Valores do Reintegra Não São Tributáveis pelo IRPJ, CSLL, PIS e COFINS

Um detalhe importante que pode passar despercebido pelos analistas tributários é que o valor do crédito apurado do REINTEGRA não será computado na base de cálculo da Contribuição para o PIS/Pasep, da Cofins, do Imposto sobre a Renda da Pessoa Jurídica – IRPJ e da Contribuição Social sobre o Lucro Líquido – CSLL, conforme dispõe o § 6º do artigo 2º do Decreto 8.304/2014.

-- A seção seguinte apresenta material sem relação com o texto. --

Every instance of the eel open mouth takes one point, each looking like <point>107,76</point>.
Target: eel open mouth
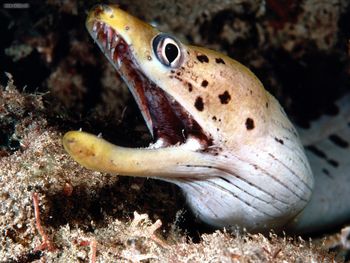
<point>168,122</point>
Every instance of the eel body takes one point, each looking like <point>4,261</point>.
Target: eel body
<point>218,134</point>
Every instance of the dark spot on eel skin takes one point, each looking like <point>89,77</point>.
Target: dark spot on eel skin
<point>334,163</point>
<point>203,58</point>
<point>205,83</point>
<point>279,140</point>
<point>190,88</point>
<point>199,104</point>
<point>225,97</point>
<point>219,60</point>
<point>249,123</point>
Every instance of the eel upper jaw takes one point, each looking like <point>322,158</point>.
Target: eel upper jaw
<point>169,123</point>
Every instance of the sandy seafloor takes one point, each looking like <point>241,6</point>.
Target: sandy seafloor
<point>60,81</point>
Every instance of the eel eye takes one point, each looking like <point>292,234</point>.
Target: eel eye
<point>167,50</point>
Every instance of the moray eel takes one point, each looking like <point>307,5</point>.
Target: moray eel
<point>218,134</point>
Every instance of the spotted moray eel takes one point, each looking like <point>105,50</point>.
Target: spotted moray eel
<point>218,134</point>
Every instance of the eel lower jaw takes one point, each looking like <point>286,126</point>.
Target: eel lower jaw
<point>169,123</point>
<point>169,163</point>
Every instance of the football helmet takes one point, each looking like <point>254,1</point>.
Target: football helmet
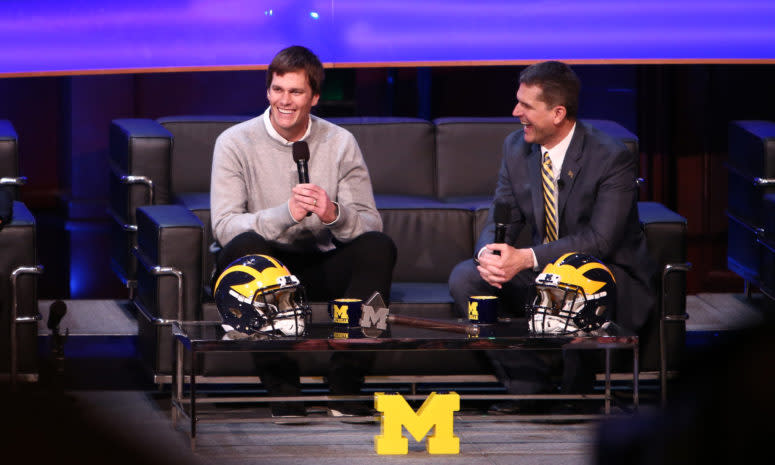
<point>257,294</point>
<point>575,293</point>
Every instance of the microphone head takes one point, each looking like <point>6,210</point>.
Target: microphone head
<point>300,151</point>
<point>502,213</point>
<point>56,312</point>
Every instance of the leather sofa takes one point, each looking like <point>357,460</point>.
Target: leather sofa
<point>433,183</point>
<point>18,273</point>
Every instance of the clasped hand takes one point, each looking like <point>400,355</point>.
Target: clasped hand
<point>311,198</point>
<point>498,269</point>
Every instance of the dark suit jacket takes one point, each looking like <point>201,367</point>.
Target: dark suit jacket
<point>597,209</point>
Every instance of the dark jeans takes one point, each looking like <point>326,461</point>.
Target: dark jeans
<point>353,270</point>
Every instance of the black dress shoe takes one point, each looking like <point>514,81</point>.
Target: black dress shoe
<point>513,407</point>
<point>288,410</point>
<point>353,412</point>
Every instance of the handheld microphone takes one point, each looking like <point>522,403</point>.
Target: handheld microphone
<point>56,312</point>
<point>502,218</point>
<point>300,156</point>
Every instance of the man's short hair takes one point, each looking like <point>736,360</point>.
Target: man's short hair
<point>559,84</point>
<point>295,58</point>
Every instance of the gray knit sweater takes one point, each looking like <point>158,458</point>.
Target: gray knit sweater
<point>253,174</point>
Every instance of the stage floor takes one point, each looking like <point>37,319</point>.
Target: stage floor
<point>103,377</point>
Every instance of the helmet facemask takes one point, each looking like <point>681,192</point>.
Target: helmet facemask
<point>555,309</point>
<point>284,309</point>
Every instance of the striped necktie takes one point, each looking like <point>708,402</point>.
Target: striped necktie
<point>550,199</point>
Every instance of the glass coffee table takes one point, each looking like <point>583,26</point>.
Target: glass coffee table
<point>199,338</point>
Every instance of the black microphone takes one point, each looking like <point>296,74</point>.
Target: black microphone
<point>56,312</point>
<point>502,218</point>
<point>300,156</point>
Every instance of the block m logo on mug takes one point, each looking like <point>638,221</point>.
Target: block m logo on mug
<point>436,411</point>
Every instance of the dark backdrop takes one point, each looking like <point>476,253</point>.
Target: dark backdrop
<point>679,112</point>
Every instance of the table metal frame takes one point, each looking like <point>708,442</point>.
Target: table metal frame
<point>613,338</point>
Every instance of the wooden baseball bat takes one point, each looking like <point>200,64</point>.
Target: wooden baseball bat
<point>471,330</point>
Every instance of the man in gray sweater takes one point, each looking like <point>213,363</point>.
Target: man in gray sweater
<point>327,231</point>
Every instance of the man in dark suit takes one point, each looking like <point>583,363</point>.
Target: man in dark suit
<point>595,203</point>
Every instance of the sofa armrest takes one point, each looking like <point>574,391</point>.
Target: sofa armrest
<point>666,237</point>
<point>139,175</point>
<point>169,249</point>
<point>18,293</point>
<point>140,165</point>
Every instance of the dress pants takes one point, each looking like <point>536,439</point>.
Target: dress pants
<point>354,270</point>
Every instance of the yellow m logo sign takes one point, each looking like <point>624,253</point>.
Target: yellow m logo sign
<point>436,411</point>
<point>340,314</point>
<point>473,310</point>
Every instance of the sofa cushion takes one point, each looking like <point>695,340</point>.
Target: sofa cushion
<point>192,151</point>
<point>399,153</point>
<point>469,153</point>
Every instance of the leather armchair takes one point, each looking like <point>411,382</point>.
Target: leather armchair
<point>18,273</point>
<point>751,166</point>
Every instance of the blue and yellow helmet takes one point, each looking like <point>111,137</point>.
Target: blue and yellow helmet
<point>575,293</point>
<point>257,294</point>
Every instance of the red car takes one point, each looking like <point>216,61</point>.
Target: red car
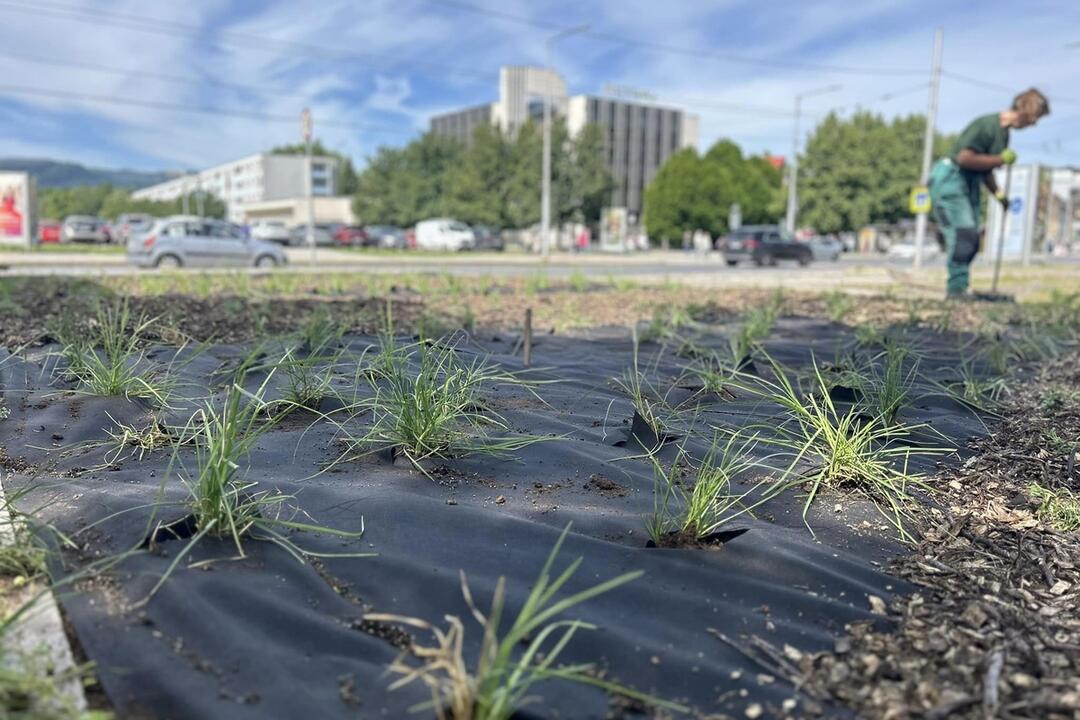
<point>49,231</point>
<point>350,234</point>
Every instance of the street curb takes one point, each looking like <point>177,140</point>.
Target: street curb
<point>41,628</point>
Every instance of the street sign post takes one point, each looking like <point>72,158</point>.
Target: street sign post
<point>734,217</point>
<point>919,200</point>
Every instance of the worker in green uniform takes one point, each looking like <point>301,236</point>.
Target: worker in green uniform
<point>956,181</point>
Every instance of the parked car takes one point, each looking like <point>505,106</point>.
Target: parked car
<point>83,229</point>
<point>49,231</point>
<point>444,234</point>
<point>324,234</point>
<point>763,244</point>
<point>350,235</point>
<point>386,236</point>
<point>487,238</point>
<point>185,241</point>
<point>825,247</point>
<point>904,248</point>
<point>271,231</point>
<point>130,225</point>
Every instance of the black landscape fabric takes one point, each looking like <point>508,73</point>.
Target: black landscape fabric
<point>267,636</point>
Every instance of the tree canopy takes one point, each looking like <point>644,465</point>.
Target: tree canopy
<point>108,202</point>
<point>860,171</point>
<point>495,179</point>
<point>692,191</point>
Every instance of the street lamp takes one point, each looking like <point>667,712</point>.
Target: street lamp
<point>306,133</point>
<point>545,180</point>
<point>793,167</point>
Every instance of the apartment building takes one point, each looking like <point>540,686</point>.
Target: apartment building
<point>254,179</point>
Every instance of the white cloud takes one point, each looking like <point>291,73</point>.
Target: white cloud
<point>386,66</point>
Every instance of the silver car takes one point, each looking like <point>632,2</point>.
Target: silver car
<point>194,242</point>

O REINTEGRA tem por objetivo devolver parcial ou integralmente o resíduo tributário remanescente na cadeia de produção de bens exportados.

A pessoa jurídica que produza e exporte os bens especificados no Decreto 8.304/2014 poderá apurar crédito, mediante a aplicação de percentual estabelecido em ato do Ministro de Estado da Fazenda, sobre a receita auferida com a exportação desses bens para o exterior.

O percentual referido poderá variar entre 0,1% (um décimo por cento) e 3% (três por cento), admitindo-se diferenciação por bem.

Do crédito apurado REINTEGRA será distribuído da seguinte forma:

I – 17,84% (dezessete inteiros e oitenta e quatro centésimos por cento) serão devolvidos a título da Contribuição para os Programas de Integração Social e de Formação do Patrimônio do Servidor Público – Contribuição para o PIS/Pasep; e

II – 82,16% (oitenta e dois inteiros e dezesseis centésimos por cento) serão devolvidos a título da Contribuição para o Financiamento da Seguridade Social – Cofins.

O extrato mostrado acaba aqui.